The main target group of the project is English language teachers (ELTs) in countries where English is taught as a foreign language. ENRICH is built on the premise that, “for children who grow up in a multilingual environment”, other languages they use except their mother tongue, no matter how well, are “not considered as ‘foreign’ but a tool to communicate with people around the world” (‘Support of the stakeholder consultation in the context of the Key Competences review’,EC 2017, p12). This primarily refers to English, which, due to its widespread use as a lingua franca (ELF), i.e. a ‘common’ language, in various domains of social and professional life (e.g. in business settings), “has been deforeignized to become common property”, even for children themselves (Widdowson 2013, p193). Indeed, as research shows, despite their age, children nowadays use English to interact with people all over the world, even with people sharing their mother tongue (e.g. in social networks, where English is “a symbol of modernity”; ‘Lingua Franca’, EC 2011, p25), thereby embracing it as ‘theirs’ (cf. Ehrenreich 2018;Vettorel 2016). The same holds true for migrant and refugee children, for whom English is also a ‘bridge’ to host communities and a means for projecting their own socio-cultural values (cf. Guido 2018).
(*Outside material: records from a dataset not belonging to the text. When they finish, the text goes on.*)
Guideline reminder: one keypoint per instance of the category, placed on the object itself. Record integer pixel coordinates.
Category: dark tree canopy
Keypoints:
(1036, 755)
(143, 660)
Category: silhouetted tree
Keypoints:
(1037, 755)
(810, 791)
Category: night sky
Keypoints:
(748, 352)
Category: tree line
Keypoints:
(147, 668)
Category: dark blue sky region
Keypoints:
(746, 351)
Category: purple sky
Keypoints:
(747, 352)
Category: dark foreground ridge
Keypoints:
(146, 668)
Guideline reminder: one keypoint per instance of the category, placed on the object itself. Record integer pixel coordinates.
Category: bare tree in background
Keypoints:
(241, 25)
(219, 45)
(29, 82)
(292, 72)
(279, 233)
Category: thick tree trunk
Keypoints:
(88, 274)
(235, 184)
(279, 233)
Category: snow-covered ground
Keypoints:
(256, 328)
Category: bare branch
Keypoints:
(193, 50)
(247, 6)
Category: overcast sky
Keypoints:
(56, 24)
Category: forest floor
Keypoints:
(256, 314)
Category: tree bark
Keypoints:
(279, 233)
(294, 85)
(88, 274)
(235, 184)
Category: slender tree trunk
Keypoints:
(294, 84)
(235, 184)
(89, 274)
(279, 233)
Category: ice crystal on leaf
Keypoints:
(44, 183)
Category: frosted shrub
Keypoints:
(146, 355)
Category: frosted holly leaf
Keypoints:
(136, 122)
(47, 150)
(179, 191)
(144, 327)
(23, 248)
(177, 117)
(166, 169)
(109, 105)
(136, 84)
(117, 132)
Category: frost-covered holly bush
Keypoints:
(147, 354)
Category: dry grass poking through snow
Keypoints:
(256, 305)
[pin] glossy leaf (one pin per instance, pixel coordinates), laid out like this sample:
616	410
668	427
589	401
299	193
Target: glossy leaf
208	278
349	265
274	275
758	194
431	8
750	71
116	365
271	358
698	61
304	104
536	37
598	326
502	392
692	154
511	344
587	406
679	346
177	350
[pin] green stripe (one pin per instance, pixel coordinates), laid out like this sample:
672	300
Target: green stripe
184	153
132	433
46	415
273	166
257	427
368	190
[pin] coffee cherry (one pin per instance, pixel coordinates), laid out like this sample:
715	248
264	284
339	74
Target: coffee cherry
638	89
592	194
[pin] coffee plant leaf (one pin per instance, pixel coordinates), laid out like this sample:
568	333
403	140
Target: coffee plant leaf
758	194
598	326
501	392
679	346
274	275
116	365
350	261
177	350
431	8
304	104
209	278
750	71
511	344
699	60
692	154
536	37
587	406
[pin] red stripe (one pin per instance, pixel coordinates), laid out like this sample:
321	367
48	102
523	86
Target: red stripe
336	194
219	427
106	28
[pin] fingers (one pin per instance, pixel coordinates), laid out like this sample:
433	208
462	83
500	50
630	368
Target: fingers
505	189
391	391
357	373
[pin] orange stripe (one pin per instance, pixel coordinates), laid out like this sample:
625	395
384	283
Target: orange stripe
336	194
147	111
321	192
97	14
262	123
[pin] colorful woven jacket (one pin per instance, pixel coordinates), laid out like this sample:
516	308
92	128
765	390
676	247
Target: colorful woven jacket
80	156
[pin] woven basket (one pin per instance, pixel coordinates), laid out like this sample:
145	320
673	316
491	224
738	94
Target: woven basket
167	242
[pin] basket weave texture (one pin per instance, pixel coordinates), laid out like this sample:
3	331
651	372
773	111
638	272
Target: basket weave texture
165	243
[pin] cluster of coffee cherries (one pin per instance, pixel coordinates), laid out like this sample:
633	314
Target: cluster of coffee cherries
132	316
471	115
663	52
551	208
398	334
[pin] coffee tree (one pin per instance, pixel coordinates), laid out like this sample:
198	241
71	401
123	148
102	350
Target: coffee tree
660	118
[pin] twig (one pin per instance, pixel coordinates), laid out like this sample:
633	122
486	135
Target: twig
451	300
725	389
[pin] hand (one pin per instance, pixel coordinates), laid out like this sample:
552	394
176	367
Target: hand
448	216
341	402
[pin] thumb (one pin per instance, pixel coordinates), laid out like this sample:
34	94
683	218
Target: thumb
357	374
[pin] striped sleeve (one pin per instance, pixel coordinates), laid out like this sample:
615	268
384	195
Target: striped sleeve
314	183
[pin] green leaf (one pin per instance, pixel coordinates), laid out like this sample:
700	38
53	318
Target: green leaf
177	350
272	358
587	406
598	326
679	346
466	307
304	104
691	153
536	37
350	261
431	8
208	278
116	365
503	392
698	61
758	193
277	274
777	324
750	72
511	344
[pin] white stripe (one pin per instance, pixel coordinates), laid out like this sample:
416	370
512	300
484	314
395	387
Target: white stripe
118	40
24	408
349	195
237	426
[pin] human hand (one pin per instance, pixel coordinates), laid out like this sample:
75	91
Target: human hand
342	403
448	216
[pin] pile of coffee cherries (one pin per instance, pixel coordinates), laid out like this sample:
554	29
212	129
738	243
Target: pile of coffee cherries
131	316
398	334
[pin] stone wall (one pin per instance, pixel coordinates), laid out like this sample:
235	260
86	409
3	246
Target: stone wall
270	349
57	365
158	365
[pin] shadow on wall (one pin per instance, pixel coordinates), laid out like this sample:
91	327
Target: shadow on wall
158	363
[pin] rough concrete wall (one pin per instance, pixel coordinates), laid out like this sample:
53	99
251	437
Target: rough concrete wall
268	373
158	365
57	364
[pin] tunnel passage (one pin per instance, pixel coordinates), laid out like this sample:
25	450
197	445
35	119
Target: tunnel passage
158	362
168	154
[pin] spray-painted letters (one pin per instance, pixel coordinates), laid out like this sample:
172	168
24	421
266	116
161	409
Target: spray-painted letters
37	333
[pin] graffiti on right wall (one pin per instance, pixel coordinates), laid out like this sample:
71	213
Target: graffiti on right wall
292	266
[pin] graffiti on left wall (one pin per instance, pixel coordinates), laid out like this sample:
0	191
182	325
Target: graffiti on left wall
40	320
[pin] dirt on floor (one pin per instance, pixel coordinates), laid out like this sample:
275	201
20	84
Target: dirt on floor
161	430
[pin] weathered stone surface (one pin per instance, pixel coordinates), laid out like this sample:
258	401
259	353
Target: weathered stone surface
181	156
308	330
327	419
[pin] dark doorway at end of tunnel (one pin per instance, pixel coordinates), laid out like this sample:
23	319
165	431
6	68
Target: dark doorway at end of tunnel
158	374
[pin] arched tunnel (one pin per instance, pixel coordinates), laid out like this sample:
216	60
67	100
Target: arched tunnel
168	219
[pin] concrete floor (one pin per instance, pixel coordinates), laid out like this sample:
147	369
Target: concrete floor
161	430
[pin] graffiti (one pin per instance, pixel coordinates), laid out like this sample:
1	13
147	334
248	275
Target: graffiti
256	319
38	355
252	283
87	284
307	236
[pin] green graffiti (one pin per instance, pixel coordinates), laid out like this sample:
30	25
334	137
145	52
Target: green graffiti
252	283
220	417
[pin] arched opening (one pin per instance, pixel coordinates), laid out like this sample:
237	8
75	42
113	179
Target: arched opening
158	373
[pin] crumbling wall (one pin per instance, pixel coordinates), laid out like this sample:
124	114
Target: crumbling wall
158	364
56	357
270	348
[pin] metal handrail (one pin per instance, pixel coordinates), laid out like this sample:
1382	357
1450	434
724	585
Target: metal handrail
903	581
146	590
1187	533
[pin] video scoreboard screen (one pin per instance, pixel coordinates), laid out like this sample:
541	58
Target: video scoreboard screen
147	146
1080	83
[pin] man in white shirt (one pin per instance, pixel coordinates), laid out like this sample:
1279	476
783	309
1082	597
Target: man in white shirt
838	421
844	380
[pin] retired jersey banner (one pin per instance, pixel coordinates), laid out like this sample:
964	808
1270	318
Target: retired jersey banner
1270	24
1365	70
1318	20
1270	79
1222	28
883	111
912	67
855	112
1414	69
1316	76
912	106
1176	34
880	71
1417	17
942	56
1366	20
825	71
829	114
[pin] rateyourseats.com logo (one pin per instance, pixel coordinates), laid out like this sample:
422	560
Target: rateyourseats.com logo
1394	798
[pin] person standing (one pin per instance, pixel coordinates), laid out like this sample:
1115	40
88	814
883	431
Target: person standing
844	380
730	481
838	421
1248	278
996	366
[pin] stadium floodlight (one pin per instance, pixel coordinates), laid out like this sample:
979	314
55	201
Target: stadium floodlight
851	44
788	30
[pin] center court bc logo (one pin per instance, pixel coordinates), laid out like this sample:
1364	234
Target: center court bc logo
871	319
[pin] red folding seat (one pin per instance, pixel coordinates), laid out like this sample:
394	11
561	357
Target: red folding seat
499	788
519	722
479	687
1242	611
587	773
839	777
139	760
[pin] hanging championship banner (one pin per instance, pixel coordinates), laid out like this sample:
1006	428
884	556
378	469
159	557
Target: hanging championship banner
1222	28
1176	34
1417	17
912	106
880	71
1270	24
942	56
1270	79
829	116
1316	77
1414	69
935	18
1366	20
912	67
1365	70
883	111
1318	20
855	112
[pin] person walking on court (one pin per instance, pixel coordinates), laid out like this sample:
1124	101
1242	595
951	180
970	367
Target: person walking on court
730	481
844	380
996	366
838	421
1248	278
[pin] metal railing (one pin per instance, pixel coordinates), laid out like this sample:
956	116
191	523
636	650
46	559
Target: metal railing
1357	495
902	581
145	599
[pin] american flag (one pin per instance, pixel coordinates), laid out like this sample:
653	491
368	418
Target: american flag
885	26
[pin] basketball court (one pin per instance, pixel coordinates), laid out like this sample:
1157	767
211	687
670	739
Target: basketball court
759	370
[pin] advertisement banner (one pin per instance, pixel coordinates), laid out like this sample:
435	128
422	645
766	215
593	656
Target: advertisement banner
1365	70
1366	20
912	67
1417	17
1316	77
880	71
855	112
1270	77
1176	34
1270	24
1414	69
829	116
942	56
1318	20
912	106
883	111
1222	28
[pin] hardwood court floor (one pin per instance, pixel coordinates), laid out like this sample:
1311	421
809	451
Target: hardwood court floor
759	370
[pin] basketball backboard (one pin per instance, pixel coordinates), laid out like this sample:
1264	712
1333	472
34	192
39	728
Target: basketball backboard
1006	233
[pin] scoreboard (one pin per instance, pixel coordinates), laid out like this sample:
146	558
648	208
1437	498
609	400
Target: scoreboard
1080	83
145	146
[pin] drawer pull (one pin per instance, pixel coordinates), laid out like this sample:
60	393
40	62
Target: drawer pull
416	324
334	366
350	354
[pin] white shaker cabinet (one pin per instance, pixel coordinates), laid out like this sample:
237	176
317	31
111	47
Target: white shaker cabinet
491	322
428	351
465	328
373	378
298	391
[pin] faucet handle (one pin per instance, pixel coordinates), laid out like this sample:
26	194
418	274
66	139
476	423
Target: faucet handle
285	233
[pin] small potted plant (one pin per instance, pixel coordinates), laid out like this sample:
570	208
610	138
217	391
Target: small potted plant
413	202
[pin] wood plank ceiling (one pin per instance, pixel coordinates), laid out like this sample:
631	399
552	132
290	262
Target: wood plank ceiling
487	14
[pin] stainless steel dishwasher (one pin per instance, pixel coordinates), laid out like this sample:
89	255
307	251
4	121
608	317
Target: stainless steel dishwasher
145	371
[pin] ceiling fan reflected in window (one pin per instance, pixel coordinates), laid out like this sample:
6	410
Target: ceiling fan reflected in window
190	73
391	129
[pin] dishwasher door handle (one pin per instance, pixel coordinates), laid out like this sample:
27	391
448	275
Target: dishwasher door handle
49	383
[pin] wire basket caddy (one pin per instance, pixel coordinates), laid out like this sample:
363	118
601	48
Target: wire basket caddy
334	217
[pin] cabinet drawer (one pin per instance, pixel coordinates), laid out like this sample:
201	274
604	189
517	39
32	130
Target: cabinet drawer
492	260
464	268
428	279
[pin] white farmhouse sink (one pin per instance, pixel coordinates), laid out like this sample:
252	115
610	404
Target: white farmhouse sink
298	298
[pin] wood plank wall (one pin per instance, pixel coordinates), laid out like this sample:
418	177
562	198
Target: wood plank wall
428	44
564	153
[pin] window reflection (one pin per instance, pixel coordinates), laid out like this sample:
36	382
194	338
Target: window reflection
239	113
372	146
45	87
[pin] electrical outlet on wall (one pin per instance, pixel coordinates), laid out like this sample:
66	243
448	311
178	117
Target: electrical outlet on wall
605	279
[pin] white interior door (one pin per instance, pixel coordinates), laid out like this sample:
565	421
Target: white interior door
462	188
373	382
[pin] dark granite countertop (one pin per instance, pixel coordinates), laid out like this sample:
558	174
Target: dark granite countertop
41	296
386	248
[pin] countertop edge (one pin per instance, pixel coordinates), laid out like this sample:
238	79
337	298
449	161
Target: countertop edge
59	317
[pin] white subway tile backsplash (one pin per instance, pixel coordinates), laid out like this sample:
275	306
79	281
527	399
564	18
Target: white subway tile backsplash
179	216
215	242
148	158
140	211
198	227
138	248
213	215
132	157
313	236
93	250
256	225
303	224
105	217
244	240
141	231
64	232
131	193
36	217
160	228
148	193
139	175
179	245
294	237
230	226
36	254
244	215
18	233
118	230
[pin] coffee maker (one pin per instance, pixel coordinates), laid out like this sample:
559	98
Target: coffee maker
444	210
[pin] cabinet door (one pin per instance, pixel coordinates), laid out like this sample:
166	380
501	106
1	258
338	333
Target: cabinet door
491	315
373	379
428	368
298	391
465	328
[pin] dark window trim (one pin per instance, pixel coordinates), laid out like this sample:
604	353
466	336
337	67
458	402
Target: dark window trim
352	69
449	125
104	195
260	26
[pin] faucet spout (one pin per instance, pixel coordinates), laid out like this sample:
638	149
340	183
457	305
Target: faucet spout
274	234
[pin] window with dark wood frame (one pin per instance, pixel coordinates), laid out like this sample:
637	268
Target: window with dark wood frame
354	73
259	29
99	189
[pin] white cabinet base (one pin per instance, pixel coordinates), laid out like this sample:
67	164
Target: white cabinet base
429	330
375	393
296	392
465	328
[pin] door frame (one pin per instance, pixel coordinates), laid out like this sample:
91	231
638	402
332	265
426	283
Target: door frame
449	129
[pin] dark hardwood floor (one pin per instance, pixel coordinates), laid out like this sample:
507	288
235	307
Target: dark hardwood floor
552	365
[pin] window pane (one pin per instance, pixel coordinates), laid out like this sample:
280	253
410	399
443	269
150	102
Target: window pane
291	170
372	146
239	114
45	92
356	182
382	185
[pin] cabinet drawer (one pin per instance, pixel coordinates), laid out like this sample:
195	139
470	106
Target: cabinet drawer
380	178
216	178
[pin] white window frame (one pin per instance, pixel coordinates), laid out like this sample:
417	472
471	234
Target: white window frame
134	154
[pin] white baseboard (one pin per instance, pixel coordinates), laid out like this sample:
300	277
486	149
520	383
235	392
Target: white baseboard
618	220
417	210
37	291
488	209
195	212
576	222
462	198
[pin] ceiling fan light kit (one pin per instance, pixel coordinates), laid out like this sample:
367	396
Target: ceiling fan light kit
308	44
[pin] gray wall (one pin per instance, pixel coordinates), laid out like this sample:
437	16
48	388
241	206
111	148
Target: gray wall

However, English is still taught as a predominantly ‘foreign’ language, i.e. as “owned by its native speakers” (Widdowson op.cit.), rather than as a ‘shared’ language, which prevents learners from achieving their potential as efficient users of English (Sifakis 2017). Research shows, in fact, that ELTs prioritise areas which are found to be much less important nowadays (e.g. native-like accuracy, native-speaker culture; cf. Seidlhofer 2018) and largely ignore: a) the ways that the nature of English itself has changed, enabling mutual understanding, access to other cultures and self-expression (cf. Jenkins 2015), and b) communicative competences (e.g. mediation, negotiation; ‘CEFR, Comp.Vol. with new descriptors’, Council of Europe 2017) and other transversal skills (e.g. cultural awareness; ESCO 2018) the learners, including migrant ones , must develop for their current and future interactions in ELF (e.g. Kohn 2016; Llurda et al 2018). A key reason for this is that ELF-related issues are not sufficiently covered neither in teaching courseware (e.g. Galloway 2018; Lopriore & Vettorel 2016) nor in large-scale Teacher Education across Europe (e.g. Dewey & Patsko 2018; Sifakis & Bayyurt 2018), which highlights the urgent need for a transnational project focusing on developing relevant teacher competences.